# Suche 3D- Programm zur Erstellung von Räumen



## TobiKoeln (23. Juni 2004)

Hi!

Da ich kein so großer Grafik-Fuchs bin wie ihr, brauche ich euren Rat:

Für meine Abschlussarbeit möchte ich einen virtuellen Raum / Halle mit diversen Objekten erstellen. 

Anschließend  sollte man durch diesen Raum "fliegen" bzw. "gehen"  können  oder gar von bestimmten Positionen schauen können, wie durch eine Kamera.

Kennt jemand solch ein Programm, gibt es so etwas auch als Freewareversion?

Tausend Dank!

Tobi


----------



## ShadowMan (23. Juni 2004)

Also ich habe damals sowas mal mit dem QuakeEditor gemacht! Das funktioniert nach etwas Einarbeitungszeit richtig gut und sieht nachher auch gar nicht mal so schlecht aus wenn man sich etwas Mühe damit gibt.
Das Einzige was du dazu natürlich brauchst ist Quake3 
Ich glaub der Editor dafür war Freeware, bin mir da aber leider auch nicht mehr so sicher.

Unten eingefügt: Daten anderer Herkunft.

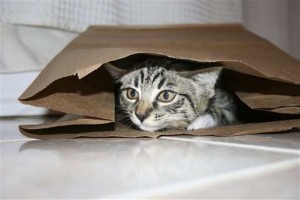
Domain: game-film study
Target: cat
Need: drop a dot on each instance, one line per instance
(157, 94)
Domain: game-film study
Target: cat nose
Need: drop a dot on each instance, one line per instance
(141, 116)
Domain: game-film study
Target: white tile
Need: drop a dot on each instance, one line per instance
(275, 181)
(95, 168)
(285, 140)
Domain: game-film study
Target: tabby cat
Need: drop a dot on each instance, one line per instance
(156, 95)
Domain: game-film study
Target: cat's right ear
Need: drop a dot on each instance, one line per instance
(115, 71)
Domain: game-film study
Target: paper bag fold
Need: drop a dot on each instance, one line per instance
(263, 77)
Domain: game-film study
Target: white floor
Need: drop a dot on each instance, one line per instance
(249, 167)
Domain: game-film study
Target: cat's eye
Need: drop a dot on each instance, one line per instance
(132, 94)
(166, 96)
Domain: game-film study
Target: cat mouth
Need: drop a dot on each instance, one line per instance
(149, 128)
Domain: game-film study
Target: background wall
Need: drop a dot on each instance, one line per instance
(275, 20)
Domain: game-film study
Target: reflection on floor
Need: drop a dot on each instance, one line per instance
(253, 166)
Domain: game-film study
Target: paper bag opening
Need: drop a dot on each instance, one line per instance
(76, 82)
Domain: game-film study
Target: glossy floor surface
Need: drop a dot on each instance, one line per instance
(248, 167)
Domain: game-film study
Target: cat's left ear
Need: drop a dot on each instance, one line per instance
(208, 77)
(115, 71)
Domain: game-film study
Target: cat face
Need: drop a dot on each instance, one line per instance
(155, 98)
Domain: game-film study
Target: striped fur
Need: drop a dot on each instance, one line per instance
(198, 101)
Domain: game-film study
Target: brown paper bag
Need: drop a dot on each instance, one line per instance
(263, 77)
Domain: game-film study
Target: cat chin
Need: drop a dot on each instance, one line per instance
(149, 128)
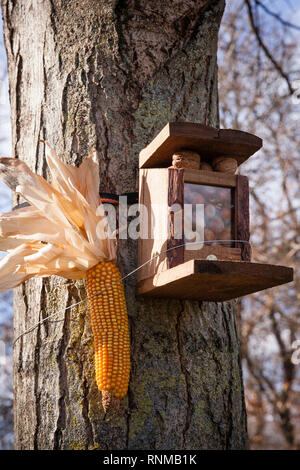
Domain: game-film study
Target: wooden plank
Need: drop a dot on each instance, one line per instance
(242, 224)
(223, 253)
(214, 280)
(175, 255)
(208, 141)
(153, 194)
(209, 178)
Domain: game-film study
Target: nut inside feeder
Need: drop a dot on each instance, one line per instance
(191, 169)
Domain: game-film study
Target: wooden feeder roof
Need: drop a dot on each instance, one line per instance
(209, 142)
(214, 280)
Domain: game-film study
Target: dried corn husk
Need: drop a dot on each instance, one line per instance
(62, 232)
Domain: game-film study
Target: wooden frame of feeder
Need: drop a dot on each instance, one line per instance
(186, 274)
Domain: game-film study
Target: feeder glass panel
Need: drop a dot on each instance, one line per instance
(217, 217)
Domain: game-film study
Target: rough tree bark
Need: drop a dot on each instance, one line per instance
(111, 74)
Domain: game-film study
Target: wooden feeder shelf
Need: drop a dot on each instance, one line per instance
(214, 280)
(182, 273)
(206, 140)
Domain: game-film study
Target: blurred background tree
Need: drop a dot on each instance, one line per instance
(259, 92)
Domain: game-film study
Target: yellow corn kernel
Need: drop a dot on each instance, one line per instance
(110, 328)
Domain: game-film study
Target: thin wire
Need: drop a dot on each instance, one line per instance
(117, 282)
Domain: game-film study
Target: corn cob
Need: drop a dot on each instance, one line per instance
(110, 329)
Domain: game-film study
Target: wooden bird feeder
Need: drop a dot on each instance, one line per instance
(186, 166)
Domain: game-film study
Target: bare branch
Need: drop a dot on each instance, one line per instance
(265, 48)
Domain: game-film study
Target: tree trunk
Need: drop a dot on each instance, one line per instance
(110, 75)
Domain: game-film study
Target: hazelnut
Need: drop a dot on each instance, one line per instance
(206, 167)
(186, 159)
(216, 225)
(225, 165)
(209, 234)
(209, 210)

Musste mal schaun, aber das wäre sicherlich keine schlechte Lösung!

LG,
Shadow ;-]


----------



## Visu1 (23. Juni 2004)

Hallo ich möchte dich bei uns begrüssen!

Das ganze wäre mit Autodesk Viz 4 möglich und am besten noch mit Verbindung mit Autocad aber leider keine FreeWare, eins kenne ich nur vom hören sagen aber mit dem sollte es auch funktioniern und das ist Arcon. Ich hoffe dir einwenig geholfen zu haben.

mfg. Visu


----------



## Christoph (24. Juni 2004)

Die beste Lösung für dein Problem ist auf jedenfall Blender. Ist im Gegensatz ein vollständiges Softwarepaket  dass immer mehr Zuspruch bekommt.

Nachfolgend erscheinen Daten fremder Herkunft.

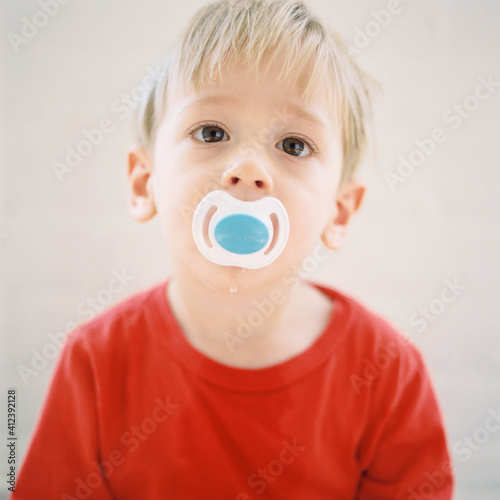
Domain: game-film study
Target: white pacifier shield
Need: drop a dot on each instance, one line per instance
(232, 232)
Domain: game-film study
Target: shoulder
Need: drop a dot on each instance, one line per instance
(375, 351)
(120, 324)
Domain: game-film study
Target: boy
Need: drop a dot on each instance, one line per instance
(236, 379)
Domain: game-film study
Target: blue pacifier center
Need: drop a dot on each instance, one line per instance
(241, 234)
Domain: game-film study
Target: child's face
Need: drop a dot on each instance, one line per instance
(251, 137)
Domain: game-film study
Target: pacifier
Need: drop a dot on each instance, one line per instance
(232, 232)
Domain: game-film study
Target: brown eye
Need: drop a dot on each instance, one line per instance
(210, 133)
(294, 147)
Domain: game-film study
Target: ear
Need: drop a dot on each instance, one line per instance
(348, 201)
(140, 176)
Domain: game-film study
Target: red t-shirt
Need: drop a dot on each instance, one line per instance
(352, 417)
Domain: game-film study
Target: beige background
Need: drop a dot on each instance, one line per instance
(60, 242)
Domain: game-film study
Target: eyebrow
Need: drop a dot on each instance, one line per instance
(210, 99)
(302, 113)
(297, 110)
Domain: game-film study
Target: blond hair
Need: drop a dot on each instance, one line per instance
(244, 31)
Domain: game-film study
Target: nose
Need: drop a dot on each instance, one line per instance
(247, 175)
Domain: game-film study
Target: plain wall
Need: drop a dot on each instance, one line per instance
(62, 238)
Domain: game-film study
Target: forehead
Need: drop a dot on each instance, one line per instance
(261, 90)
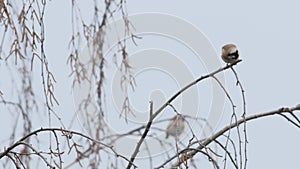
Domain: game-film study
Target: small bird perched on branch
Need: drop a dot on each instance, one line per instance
(230, 53)
(175, 127)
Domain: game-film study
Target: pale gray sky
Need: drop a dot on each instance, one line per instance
(267, 34)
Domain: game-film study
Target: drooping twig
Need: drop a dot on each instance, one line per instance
(151, 118)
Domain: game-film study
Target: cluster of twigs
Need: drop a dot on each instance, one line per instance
(26, 29)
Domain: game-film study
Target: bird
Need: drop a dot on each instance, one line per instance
(230, 53)
(176, 126)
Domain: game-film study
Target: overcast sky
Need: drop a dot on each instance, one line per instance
(267, 35)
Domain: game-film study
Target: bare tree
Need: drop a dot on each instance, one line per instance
(23, 47)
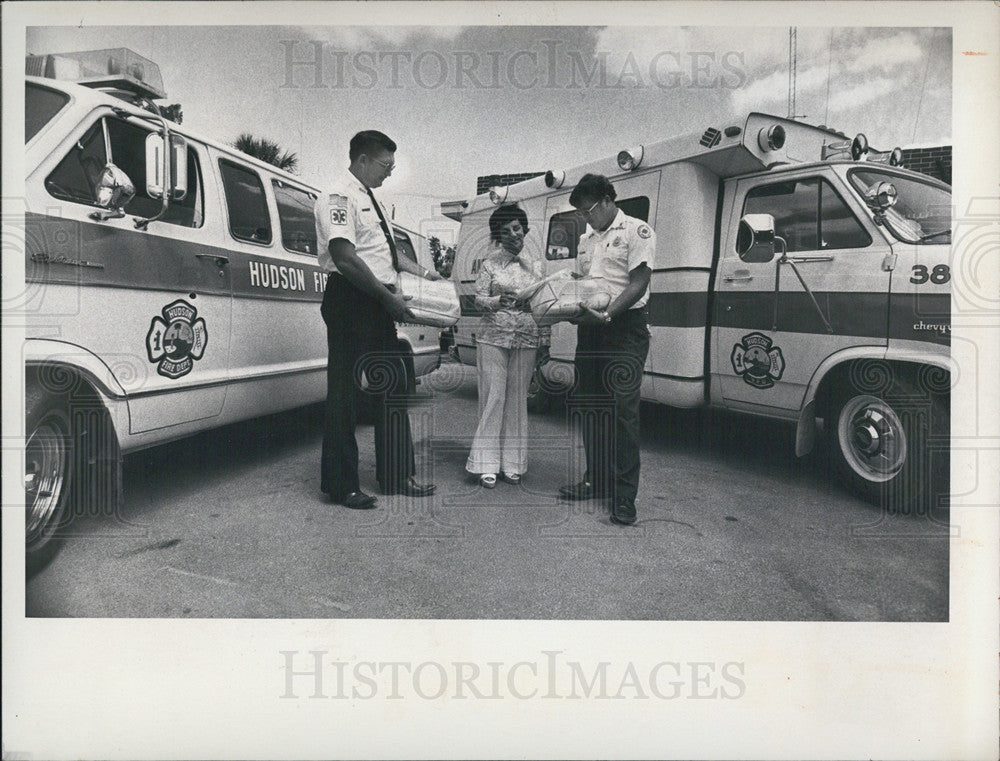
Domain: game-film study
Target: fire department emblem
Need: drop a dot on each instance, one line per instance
(757, 361)
(176, 339)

Blender ist  OpenSource und man bekommt sehr viele Tutorials und das Handbuch im Internet zum offiziellen Download..

http://www.blender3d.org
Gallery: http://www.blender3d.org/cms/Images.151.0.html


----------



## Sven Fischer (24. Juni 2004)

Quest 3D ist auch eine Alternative, leider aber eine Kostenflichtige


----------